Hide Forgot
Created attachment 1593178 [details] reproducer Description of problem: GCC emits movups load from statically allocated external symbol related: https://bugzilla.redhat.com/show_bug.cgi?id=947197 Version-Release number of selected component (if applicable): gcc-toolset-9-gcc-9.1.1-1.el8.x86_64 How reproducible: g++ x.cpp preprocessed.cpp -O3 -S -std=c++11 grep xmm.*_ZZN5boost16exception_detail27get_static_exception_objectINS0_14bad_exception_EEENS_13except preprocessed.s movups %xmm0, _ZZN5boost16exception_detail27get_static_exception_objectINS0_14bad_exception_EEENS_13exception_ptrEvE2ep(%rip) result: movups %xmm0, _ZZN5boost16exception_detail27get_static_exception_objectINS0_14bad_exception_EEENS_13exception_ptrEvE2ep(%rip) when compiled with the system gcc (), the same code contains movq %rbx, _ZZN5boost16exception_detail27get_static_exception_objectINS0_14bad_exception_EEENS_13exception_ptrEvE2ep+8(%rip)

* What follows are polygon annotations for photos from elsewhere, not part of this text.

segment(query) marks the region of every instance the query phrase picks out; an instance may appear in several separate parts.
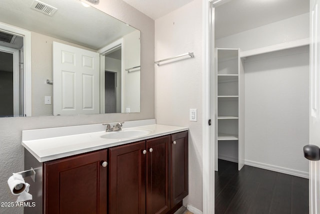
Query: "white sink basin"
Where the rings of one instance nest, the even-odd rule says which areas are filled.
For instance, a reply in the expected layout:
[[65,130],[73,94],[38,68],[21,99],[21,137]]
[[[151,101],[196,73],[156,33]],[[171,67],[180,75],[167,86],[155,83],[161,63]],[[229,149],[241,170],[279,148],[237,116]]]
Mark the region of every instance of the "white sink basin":
[[132,138],[147,135],[151,132],[151,130],[146,129],[122,130],[106,133],[100,137],[106,139]]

The problem in the original PR (which I can't reproduce) was that we were generating movdqa, which requires that its memory operand be aligned to 16-byte boundary, on a symbol that needed not be 16-byte aligned. The x86-64 ABI says that *arrays* larger than 15B shall be 16-byte aligned, but gcc aligned other aggregates too (see ix86_data_alignment). That has been fixed and GCC 8 generates movq %r13, _ZZN5boost16exception_detail27get_static_exception_objectINS0_14bad_exception_EEENS_13exception_ptrEvE2ep(%rip) movq %rbx, _ZZN5boost16exception_detail27get_static_exception_objectINS0_14bad_exception_EEENS_13exception_ptrEvE2ep+8(%rip) i.e. uses movq to move two quadwords. This doesn't have the alignment problem above. However, GCC 9 generates movups %xmm0, _ZZN5boost16exception_detail27get_static_exception_objectINS0_14bad_exception_EEENS_13exception_ptrEvE2ep(%rip) and the QE test broke. We generate movups since <https://gcc.gnu.org/ml/gcc-patches/2018-05/msg01499.html> which improved BB vectorization. But this should still be fine wrt the original problem: movups will store the 128-bit value but the address of the memory it stores to does *not* have to be 16-byte aligned. Unlike movaps, which has the alignment requirement.
So I think this should be CLOSED|NOTABUG, but I'd like to ask Jakub to double check what I wrote.
Closing as per the conclusion above. The QE test is just too strict.